The National Women, Infants and Children Association (NWA) named Aliya Haq, International Community Health Services (ICHS) nutrition services supervisor, a recipient of the NWA Leadership Award. Haq was recognized for her exceptional service to Women, Infants and Children (WIC) Program participants and her effective advocacy. Haq has been particularly vocal against recent proposed changes to the “public charge” rule targeting immigrants who legally use government assistance programs.
“I am humbled and grateful,” said Haq, who was presented with the award at the National WIC Association Leadership Conference in Baltimore, Md., on April 10. “Good health rests on good nutrition and there is nothing more important than that. I appreciate the support I have received from ICHS, the state and the NWA.”
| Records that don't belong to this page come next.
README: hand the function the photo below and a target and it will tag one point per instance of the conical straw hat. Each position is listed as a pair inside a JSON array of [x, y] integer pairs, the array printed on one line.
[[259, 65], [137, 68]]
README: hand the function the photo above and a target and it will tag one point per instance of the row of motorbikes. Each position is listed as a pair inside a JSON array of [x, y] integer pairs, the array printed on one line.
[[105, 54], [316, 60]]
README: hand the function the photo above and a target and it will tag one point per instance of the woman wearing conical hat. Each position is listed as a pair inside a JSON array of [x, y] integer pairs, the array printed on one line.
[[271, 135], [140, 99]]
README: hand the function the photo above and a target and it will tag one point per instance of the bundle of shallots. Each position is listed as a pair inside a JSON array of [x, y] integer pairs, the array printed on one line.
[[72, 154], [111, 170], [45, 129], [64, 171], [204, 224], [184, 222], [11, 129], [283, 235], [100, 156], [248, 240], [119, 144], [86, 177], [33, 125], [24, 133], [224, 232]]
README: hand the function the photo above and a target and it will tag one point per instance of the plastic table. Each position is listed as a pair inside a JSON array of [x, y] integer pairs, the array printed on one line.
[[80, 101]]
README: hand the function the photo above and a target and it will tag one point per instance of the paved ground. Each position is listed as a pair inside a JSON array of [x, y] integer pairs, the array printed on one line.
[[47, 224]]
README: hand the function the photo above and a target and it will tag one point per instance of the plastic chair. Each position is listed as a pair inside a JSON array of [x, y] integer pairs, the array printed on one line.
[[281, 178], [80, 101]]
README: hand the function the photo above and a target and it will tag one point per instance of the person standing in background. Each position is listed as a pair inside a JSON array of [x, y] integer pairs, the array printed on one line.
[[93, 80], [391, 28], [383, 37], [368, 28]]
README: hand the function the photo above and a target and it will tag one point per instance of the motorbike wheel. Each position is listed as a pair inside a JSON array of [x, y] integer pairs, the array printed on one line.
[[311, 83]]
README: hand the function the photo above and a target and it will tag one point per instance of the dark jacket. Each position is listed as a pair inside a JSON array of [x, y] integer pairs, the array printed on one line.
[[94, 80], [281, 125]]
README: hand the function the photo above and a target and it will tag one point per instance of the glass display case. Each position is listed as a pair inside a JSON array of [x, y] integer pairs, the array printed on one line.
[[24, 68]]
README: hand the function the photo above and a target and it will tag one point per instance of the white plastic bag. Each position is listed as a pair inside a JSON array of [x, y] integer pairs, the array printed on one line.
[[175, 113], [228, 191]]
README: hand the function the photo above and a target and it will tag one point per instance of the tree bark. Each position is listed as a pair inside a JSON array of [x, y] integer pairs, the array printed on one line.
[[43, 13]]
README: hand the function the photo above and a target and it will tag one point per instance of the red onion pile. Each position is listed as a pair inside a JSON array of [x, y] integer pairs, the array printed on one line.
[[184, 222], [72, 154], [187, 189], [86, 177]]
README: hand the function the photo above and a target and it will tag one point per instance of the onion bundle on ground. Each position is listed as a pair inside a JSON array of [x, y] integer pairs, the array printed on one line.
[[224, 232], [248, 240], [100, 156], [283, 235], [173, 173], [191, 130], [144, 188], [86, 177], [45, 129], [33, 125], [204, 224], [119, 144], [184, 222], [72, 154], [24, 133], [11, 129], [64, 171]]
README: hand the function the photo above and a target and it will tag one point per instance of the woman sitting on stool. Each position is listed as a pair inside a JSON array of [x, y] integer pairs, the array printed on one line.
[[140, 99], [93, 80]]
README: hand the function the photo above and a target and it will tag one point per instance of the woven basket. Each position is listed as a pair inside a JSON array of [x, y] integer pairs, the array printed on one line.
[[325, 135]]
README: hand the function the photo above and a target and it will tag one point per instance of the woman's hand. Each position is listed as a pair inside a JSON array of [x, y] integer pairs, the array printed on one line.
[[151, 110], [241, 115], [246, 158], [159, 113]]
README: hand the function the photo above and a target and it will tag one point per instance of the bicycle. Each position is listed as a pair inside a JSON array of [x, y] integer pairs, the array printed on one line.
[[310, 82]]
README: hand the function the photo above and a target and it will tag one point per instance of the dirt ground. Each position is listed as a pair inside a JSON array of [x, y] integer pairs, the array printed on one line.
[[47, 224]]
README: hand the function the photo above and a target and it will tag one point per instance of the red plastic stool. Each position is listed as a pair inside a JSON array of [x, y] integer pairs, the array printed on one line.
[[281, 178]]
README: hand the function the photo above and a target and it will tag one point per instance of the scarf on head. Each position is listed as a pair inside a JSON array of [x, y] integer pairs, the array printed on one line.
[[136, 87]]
The NWA Leadership Award is the organization’s most prestigious award. It is given annually to honor the outstanding contributions of individuals or groups who have actively supported the WIC Program through their leadership, advocacy, management and delivery of services.
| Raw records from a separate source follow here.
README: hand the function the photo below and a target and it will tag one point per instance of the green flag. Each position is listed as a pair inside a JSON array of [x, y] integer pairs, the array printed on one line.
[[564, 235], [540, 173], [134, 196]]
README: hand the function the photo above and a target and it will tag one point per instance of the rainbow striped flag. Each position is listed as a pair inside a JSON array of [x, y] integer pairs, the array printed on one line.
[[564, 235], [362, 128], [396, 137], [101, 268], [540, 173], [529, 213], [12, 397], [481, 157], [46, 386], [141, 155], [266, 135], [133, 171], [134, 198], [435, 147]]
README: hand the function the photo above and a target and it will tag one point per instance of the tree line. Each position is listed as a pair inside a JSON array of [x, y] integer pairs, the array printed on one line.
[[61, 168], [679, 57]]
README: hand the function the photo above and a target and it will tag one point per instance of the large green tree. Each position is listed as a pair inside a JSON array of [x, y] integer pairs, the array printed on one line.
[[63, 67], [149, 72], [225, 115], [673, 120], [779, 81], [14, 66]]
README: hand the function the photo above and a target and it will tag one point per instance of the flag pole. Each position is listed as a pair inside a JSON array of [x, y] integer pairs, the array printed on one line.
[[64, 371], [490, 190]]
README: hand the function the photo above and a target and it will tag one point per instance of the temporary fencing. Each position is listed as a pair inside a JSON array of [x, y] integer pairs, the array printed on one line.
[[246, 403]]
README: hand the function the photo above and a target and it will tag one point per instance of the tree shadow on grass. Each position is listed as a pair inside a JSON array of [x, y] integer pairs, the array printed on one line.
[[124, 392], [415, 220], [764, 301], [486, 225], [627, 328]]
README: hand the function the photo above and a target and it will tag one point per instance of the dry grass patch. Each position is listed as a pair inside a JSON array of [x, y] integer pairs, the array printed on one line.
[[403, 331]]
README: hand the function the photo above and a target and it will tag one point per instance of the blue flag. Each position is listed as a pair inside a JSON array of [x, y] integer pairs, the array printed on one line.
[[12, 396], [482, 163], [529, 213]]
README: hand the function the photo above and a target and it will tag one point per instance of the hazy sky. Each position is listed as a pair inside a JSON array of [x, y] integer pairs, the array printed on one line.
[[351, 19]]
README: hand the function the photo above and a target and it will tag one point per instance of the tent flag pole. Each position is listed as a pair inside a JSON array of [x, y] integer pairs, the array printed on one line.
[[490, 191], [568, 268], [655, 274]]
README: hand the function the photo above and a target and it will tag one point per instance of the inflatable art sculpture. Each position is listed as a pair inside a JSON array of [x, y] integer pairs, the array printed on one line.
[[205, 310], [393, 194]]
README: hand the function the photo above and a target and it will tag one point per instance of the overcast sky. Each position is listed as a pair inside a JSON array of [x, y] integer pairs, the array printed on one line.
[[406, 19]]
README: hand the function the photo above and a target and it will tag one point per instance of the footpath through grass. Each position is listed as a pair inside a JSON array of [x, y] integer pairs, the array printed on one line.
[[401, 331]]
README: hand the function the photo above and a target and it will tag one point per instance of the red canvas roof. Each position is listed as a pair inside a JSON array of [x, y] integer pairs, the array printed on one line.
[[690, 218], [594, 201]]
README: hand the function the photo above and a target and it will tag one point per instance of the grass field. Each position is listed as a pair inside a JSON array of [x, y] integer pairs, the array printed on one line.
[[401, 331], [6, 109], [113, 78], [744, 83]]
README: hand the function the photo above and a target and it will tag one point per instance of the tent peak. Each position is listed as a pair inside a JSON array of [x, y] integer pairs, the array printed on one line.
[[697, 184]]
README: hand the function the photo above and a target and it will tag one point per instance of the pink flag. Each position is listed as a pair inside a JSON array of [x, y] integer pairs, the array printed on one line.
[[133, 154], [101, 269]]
Haq has led the WIC Program at ICHS since 2009. She has been instrumental in efforts to improve breastfeeding rates and general nutrition, including successfully launching a WIC Program at the ICHS Shoreline Clinic in 2016. Haq serves as a strong local, state and national voice, helping educate policymakers and the public about the importance of good nutrition and support of continued access to safety net programs and services. In addition to “public charge,” she was active in promoting Seattle’s Sweetened Beverage Ordinance, a sugary beverage tax to help control obesity.
“Aliya is an outstanding WIC ambassador who brings her whole heart to her work. She cares deeply about equity and cultural sensitivity in patient care and education,” said Teresita Batayola, ICHS CEO. “She constantly steps up to educate and inform on behalf of women, children and families – ranging from educating staff and the community about the nutritional aspects of Ramadhan, to responding when she saw WIC clients veering away from services from fears about ‘public charge.’”
Haq has more than 20 years of experience in the management and delivery of nutrition services, and in work to improve health outcomes for minority and immigrant populations, especially women and children. She is an expert and frequent speaker on the cultural influences on infant feeding and nutrition, serving as a co-investigator of NIH and RWJ-funded studies examining these topics. As the ICHS nutrition services supervisor, Haq heads WIC Programs in three ICHS clinic locations that offer nutrition counseling to over 4,000 patients annually. She also collaborates with the health center medical team to lead the delivery of culturally and linguistically appropriate nutrition counseling and therapy. Haq has a MS from University of Washington majoring in nutritional sciences. She is a certified dietitian with the State of Washington and a registered dietitian nutritionist with the Commission on Dietetic Registration, the credentialing agency for the Academy of Nutrition and Dietetics.